When: June 4 to 10
Get ready to dig into the dirt, soak up the sunshine, and embrace your inner botanist because it’s time for National Garden Week!
Whether you’re a seasoned horticulturist or a serial plant killer (RIP, dear houseplants), this is the week that celebrates all things leafy, flowery, and oh-so-Instagrammable.
But what’s the big deal about National Garden Week, you ask? Well, my budding friends, it’s a whole seven days dedicated to the wonders of gardening, filled with fascinating stories of secret gardens, plant rescues, and the undeniable joy of seeing that first little sprout poking through the soil.
So, why should you keep reading? Because we’ve got your green thumb covered with tips, tricks, and tales that will have you itching to grab a trowel and join the gardening revolution. Get ready to bloom like never before!
Short answer: National Garden Week is a week-long celebration of all things gardening, packed with inspiring stories and practical tips to unleash your inner green thumb.
Strolling through a beautiful place or spending quality time in green spaces is calming, which can help lower stress and decrease blood pressure. Vitamin D from the sunshine helps boost your immune system.
What Is National Gardening Week?
In the USA, National Garden Week (the official name) was founded by National Garden Clubs, which celebrates this beautiful time of year during the first full week of June every year.
The Royal Horticultural Society honors a similar holiday in the UK at the end of April / beginning of May each year.
There’s even a National Gardening Day in the US, that signals the day of the year when it’s safe to start prepping your garden for the growing season. It’s on April 14 (I know – all these garden holidays are hard to keep track of!).
National Gardening Week is not only a great time to celebrate nature, it’s a time to promote awareness of gardening and Earth’s natural resources, it’s also a good opportunity to educate people on how to garden.
As any gardener worth their spade will tell you, gardening isn’t as simple as throwing a few plants into dirt and reaping the harvest, so it’s great to have some gardening education opportunities during these special days.
Checking with your local county or looking through local social media posts can be a great way to find an educational program in your area. Local master gardeners are also a wonderful resource for their fellow gardeners.
There are plenty of ways to take part in celebrating gardens and gardening. This week you could:
- visit a botanical garden near you if you are in or near a big city
- search for tours of private gardens that may be open to the public during this week
- start a vegetable garden with plants from your local home store that are already partially grown (a great way to cultivate a healthy lifestyle is by eating fresh veggies from your own garden!)

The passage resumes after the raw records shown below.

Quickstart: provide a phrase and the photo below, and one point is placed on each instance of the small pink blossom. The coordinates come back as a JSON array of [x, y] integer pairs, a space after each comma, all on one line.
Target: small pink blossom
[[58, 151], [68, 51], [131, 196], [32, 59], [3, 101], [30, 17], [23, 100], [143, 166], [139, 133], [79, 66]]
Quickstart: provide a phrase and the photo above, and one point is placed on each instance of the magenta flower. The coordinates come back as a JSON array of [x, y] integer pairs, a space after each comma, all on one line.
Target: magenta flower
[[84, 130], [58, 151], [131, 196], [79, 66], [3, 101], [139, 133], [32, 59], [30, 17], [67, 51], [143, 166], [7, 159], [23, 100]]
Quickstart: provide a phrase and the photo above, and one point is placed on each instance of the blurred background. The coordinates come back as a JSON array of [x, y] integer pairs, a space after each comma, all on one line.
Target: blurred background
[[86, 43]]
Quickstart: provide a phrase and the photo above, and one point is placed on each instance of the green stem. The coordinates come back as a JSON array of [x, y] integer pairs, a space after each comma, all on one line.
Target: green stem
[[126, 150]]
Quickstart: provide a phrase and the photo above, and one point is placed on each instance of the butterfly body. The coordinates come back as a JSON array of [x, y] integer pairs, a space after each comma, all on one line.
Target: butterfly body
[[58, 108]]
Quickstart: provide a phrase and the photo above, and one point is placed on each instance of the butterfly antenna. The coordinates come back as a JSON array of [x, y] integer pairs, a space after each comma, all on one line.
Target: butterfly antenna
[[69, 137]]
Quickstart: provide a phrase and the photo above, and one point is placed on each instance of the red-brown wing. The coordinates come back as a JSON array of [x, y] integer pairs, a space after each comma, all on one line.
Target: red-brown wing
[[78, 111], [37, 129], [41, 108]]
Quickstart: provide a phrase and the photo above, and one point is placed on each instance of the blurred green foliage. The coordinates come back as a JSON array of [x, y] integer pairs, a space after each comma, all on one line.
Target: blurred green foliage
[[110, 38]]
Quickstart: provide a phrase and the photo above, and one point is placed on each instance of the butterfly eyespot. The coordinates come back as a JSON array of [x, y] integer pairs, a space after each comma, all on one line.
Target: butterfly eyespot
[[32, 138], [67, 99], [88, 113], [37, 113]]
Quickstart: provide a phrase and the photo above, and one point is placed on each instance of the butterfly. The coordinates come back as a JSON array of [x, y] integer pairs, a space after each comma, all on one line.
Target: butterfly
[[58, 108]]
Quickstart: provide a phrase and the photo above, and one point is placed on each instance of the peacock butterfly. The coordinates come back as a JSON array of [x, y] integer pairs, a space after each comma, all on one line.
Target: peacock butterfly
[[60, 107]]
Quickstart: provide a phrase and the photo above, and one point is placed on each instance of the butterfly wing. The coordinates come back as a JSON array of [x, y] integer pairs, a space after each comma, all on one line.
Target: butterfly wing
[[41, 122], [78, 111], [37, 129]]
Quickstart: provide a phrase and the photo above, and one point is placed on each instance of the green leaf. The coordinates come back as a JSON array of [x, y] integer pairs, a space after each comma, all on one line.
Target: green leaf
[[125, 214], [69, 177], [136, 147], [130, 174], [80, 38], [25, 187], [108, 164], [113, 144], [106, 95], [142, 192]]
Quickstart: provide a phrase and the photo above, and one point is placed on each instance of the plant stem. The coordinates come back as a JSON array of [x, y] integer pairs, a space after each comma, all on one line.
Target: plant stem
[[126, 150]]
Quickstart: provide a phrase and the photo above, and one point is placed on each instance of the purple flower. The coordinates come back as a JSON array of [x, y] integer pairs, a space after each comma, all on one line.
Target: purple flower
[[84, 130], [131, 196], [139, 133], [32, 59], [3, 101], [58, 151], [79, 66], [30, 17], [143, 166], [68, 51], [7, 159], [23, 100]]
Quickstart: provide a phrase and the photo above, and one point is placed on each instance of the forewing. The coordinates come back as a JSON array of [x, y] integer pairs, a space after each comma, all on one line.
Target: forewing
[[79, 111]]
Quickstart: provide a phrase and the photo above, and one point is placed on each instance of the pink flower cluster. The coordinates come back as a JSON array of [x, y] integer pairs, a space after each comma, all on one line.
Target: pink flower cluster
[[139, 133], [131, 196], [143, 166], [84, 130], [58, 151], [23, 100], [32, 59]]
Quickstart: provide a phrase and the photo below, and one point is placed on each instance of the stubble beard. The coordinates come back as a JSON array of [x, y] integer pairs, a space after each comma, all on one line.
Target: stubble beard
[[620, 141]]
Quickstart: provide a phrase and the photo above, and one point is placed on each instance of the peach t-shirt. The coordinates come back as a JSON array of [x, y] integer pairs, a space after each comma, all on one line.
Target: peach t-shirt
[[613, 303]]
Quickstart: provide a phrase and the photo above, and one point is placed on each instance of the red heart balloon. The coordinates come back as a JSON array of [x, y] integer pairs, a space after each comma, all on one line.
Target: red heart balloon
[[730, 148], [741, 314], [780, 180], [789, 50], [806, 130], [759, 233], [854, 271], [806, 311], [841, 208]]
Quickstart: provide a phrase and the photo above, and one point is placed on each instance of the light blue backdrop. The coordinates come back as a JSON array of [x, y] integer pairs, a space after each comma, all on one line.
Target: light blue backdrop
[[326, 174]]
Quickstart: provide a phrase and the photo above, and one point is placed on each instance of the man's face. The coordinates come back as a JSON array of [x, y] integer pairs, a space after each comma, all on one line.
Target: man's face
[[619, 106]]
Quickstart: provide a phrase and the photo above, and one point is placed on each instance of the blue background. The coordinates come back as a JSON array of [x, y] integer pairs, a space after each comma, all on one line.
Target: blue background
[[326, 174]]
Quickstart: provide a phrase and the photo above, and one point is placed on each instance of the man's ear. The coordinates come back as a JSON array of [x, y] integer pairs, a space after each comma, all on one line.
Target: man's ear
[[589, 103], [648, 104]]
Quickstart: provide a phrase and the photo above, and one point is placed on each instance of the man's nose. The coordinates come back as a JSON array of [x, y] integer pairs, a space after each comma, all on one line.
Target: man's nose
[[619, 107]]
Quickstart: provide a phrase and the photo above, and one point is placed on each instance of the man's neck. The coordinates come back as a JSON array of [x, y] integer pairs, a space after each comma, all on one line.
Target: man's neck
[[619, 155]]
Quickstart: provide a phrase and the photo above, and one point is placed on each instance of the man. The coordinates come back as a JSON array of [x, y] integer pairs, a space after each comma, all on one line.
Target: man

- add some medicinal plants to your garden
- plant your own summer garden with colorful annuals like petunias, begonias and other heat-tolerant flowers
- head over to YouTube and visit some of the world’s most gorgeous gardens virtually (or try this gardening blog)
- Take a trip to your local nursery and pick out some new plant varieties for your garden.
- Give your garden a good spring cleaning. Pull out any weeds, rake up leaves, and add new mulch to your beds.
- Invite your friends and neighbors over for a garden party. Serve some refreshments and enjoy the company of others who love gardening as much as you do
- Bring the outside inside with a healthy new house plant or a beautiful flower arrangement
- start a super easy wildflower garden (see next section).
Easy Wildflowers In Raised Beds
For seniors who really can’t get out to grow vegetables or do a lot of garden care (maybe they are housebound or are physically unable to rake, hoe, or weed), there is good news – the feel-good power of plants can still be available with raised gardens or container gardens.
And the easiest plants to grow of all (in my opinion) are wildflowers in containers or raised beds.
You can buy raised garden beds that are small enough to fit on a patio, along with a drought-tolerant wildflower seed mix and a bag of dirt. A stackable container garden would work well, too.
Then, just sprinkle the seeds onto the soil, lightly cover them with some soil, and keep them watered.
Wildflowers grow fast, so it won’t be long before you have a teeny tiny wildflower “meadow” right there on the patio to enjoy all summer long.